Authorities in Rio de Janeiro, Brazil have arrested 21 members of a militia that includes members of the security forces and is run by jailed leaders, another example of the strength of these paramilitary-style criminal groups.
According to Estadao, a total of 27 arrest warrants and 90 search and seizure warrants were issued against the “Justice League,” reportedly one of the most violent criminal organizations operating in western Rio. Suspects detained included the alleged current leader, Marcos Jose de Lima Gomes, alias “Gao,” and 13 current and former members of the civil and military police, army, fire department and penitentiary administration.
Police said the group charged fees for utilities and security services, targeting 5,000 residents in 1,600 apartments distributed across six low-income housing blocks in the Campo Grande neighborhood, reported Folha. The group also forced residents to buy gas and food from them at triple the regular price and took over apartments that they rented or sold, reported Estadao. The militia is believed to have made over $450,000 per month from these activities.

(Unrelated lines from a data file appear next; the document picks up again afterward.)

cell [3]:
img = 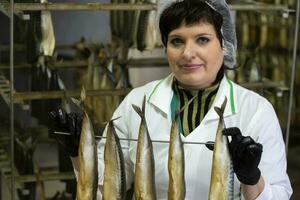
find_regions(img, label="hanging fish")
[132,97,156,200]
[103,119,126,200]
[241,12,250,48]
[130,0,143,48]
[259,14,268,48]
[74,90,98,200]
[40,0,55,56]
[208,97,234,200]
[137,0,157,51]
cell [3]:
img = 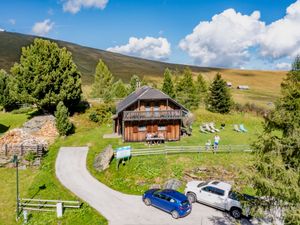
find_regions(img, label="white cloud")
[260,0,300,58]
[63,0,108,14]
[107,37,171,60]
[179,0,300,67]
[179,9,265,67]
[275,62,291,70]
[32,19,54,35]
[8,19,16,25]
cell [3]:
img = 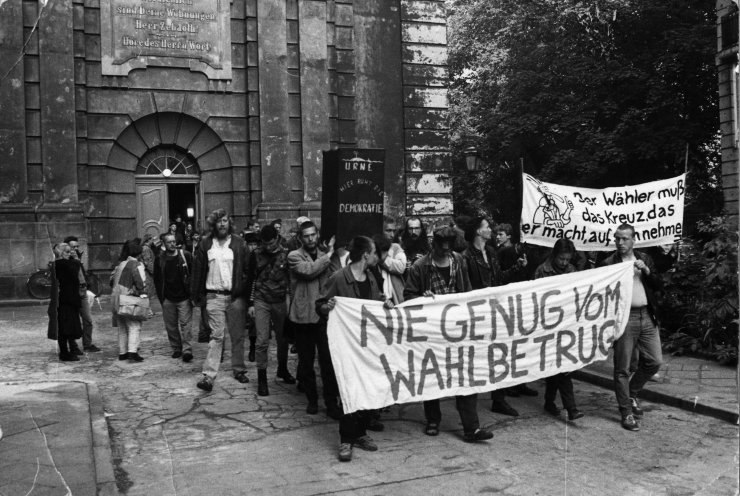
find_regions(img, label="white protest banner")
[520,174,686,251]
[327,262,634,413]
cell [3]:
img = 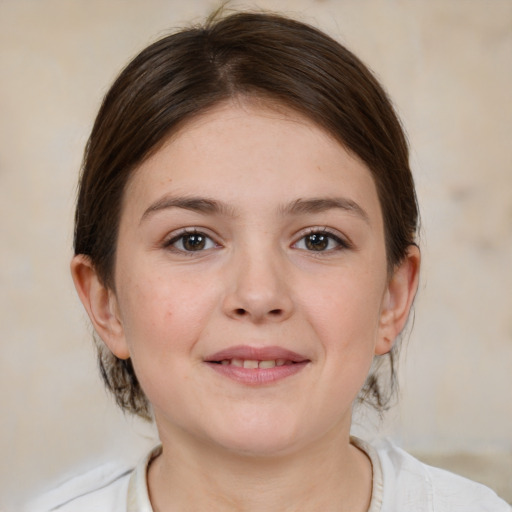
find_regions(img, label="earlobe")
[375,245,421,355]
[71,254,130,359]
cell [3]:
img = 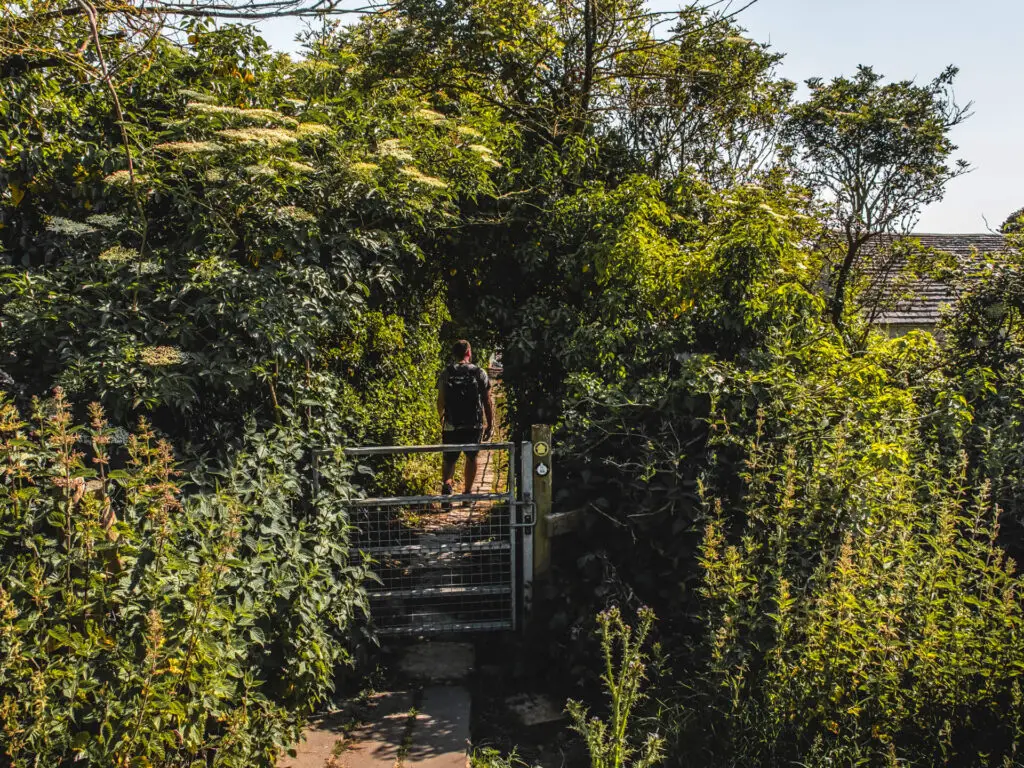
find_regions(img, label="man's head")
[452,339,473,362]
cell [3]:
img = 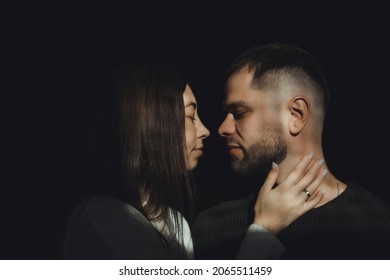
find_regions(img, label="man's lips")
[227,144,241,151]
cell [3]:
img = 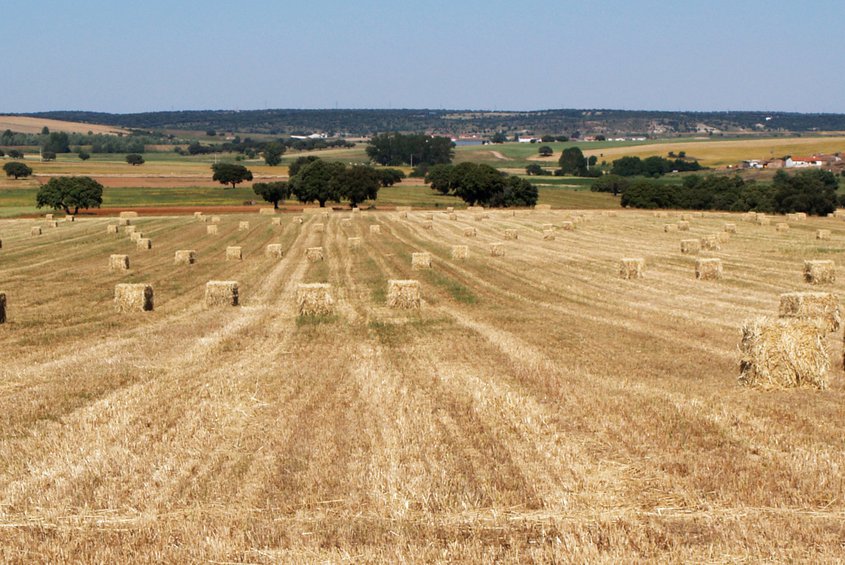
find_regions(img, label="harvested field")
[0,210,845,563]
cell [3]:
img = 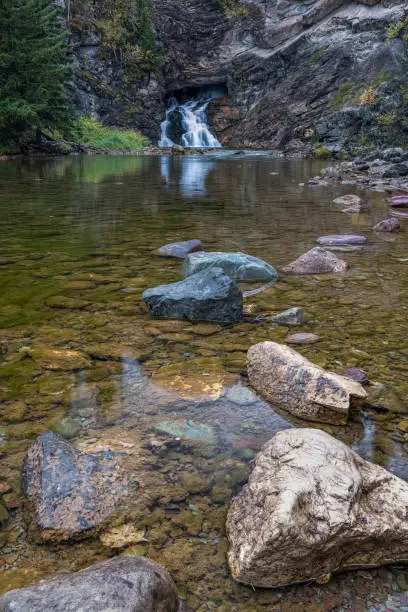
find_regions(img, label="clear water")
[0,152,408,611]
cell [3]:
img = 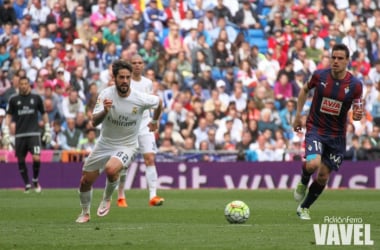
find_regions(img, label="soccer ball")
[224,201,249,224]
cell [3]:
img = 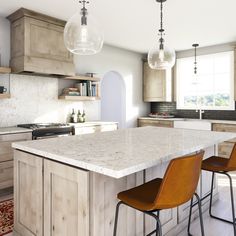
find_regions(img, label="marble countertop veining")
[138,116,236,125]
[13,127,236,178]
[0,127,32,135]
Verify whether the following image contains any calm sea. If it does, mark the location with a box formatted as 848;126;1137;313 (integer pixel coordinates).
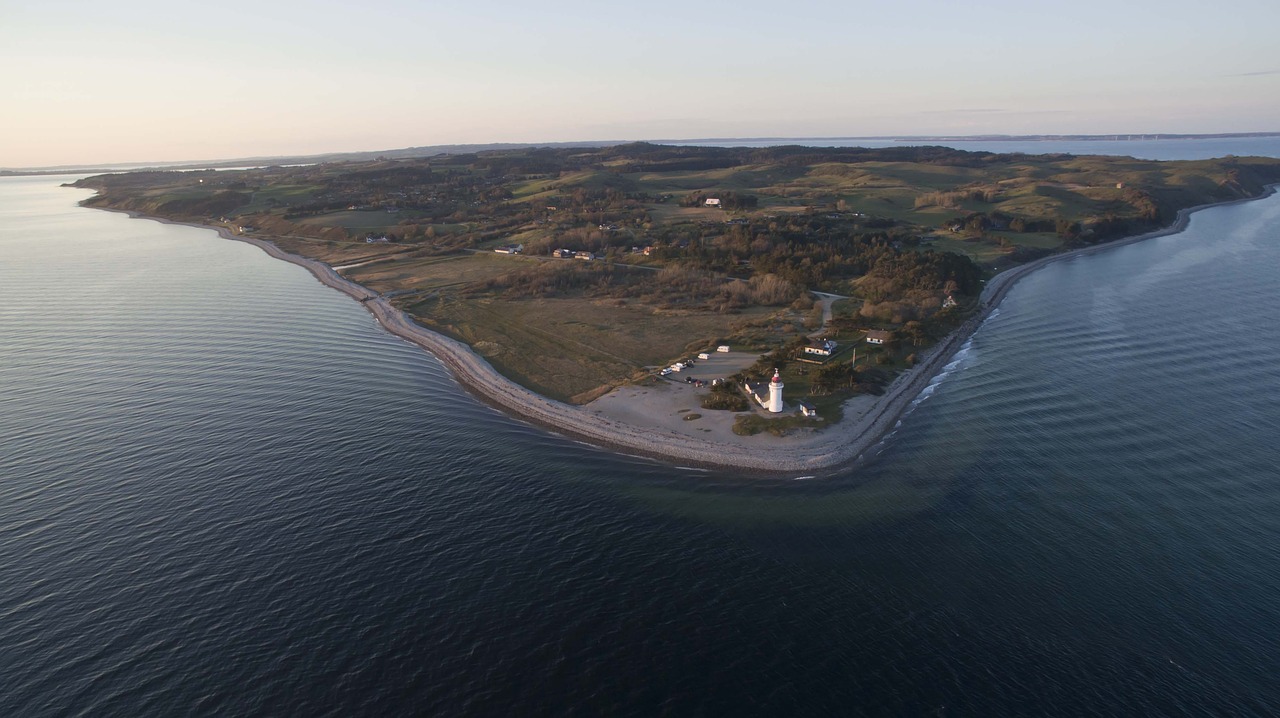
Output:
0;142;1280;717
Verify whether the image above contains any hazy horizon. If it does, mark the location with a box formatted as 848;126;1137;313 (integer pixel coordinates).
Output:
0;0;1280;168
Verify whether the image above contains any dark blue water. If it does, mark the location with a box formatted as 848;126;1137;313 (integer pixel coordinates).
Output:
0;168;1280;717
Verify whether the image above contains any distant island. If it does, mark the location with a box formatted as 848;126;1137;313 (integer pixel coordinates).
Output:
67;143;1280;471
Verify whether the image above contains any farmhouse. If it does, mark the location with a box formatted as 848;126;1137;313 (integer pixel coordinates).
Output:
799;339;838;363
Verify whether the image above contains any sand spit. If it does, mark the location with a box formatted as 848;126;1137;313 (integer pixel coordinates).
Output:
94;186;1276;474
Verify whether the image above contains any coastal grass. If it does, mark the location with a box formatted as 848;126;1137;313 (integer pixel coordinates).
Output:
346;252;522;294
298;210;422;232
404;293;758;403
733;412;826;436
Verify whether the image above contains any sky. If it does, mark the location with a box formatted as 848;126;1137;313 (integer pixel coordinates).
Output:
0;0;1280;168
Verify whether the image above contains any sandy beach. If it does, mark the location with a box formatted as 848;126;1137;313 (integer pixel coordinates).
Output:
109;186;1275;474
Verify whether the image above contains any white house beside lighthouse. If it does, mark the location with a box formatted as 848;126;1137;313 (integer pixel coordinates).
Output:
769;369;782;413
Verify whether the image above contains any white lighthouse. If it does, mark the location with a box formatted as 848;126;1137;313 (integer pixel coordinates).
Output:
769;369;782;413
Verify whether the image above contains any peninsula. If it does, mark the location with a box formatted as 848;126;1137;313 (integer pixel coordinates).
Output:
67;143;1280;472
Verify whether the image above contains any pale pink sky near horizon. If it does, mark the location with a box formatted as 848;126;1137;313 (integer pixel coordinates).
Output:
0;0;1280;168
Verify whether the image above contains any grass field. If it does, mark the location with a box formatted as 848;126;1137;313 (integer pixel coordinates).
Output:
406;293;767;403
298;210;421;232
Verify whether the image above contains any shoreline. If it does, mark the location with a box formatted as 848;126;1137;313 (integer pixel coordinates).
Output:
93;184;1277;475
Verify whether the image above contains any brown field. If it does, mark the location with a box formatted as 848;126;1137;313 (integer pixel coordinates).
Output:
406;294;769;403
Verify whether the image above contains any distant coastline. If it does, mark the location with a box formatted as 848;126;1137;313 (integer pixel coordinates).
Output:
87;184;1277;475
12;131;1280;177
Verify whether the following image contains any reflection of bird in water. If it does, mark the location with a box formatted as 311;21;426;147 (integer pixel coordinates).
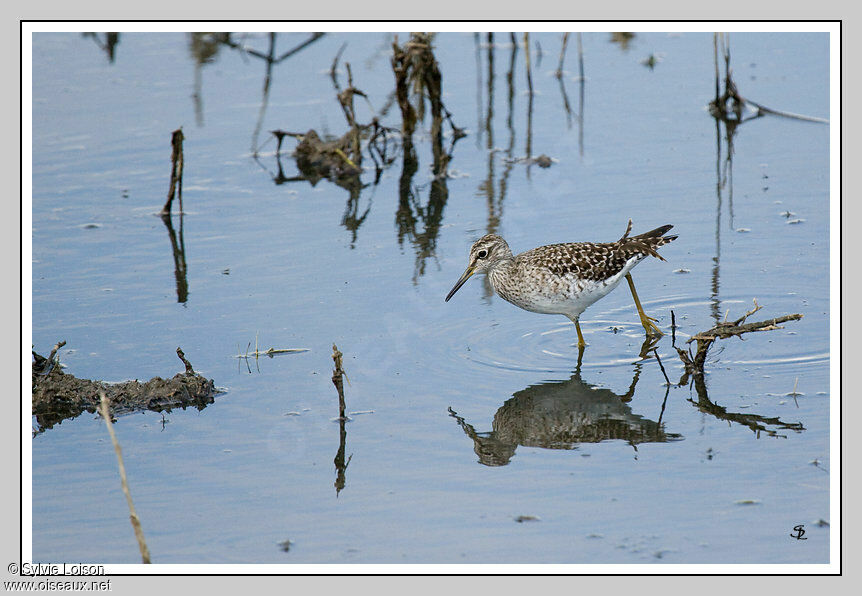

Those who refused to make the required payments were tortured, killed or evicted, reported Veja.
Investigators believe the militia receives orders from imprisoned former military police officers Ricardo Teixeira da Cruz, alias “Batman,” and Toni Angelo Souza Aguiar, alias “the Erotic,” who in turn operated on behalf of two jailed ex-politicians.
InSight Crime Analysis
The Justice League has been operating in Rio de Janeiro for years, under a similar modus operandi as that described in the recent operations. It is notable that this militia continues to operate — and has even apparently increased profits — despite the imprisonment of key leaders, which points to their power and official connections.
The two politicians leading the operation — Natalino Guimaraes and his brother Jerominho — have both been incarcerated since 2008, and Teixeira da Cruz has reportedly continued directing operations from federal prison since 2009.
The Rio militias were originally formed by police and civilians to combat the city’s violent drug gangs — the most prominent of which is the Red Command — but later became involved in their own criminal operations. As in the case of the Justice League, their activities were facilitated by close ties to both law enforcement and the local government. Militias have also spread to other regions of the country, including Bahia state.
SEE ALSO: Coverage of Brazil Militias
This criminalization of militia groups has been seen in other countries in Latin America, most notably in the case of Colombia’s paramilitaries, but also with certain vigilante groups in Mexico accused of cartel ties.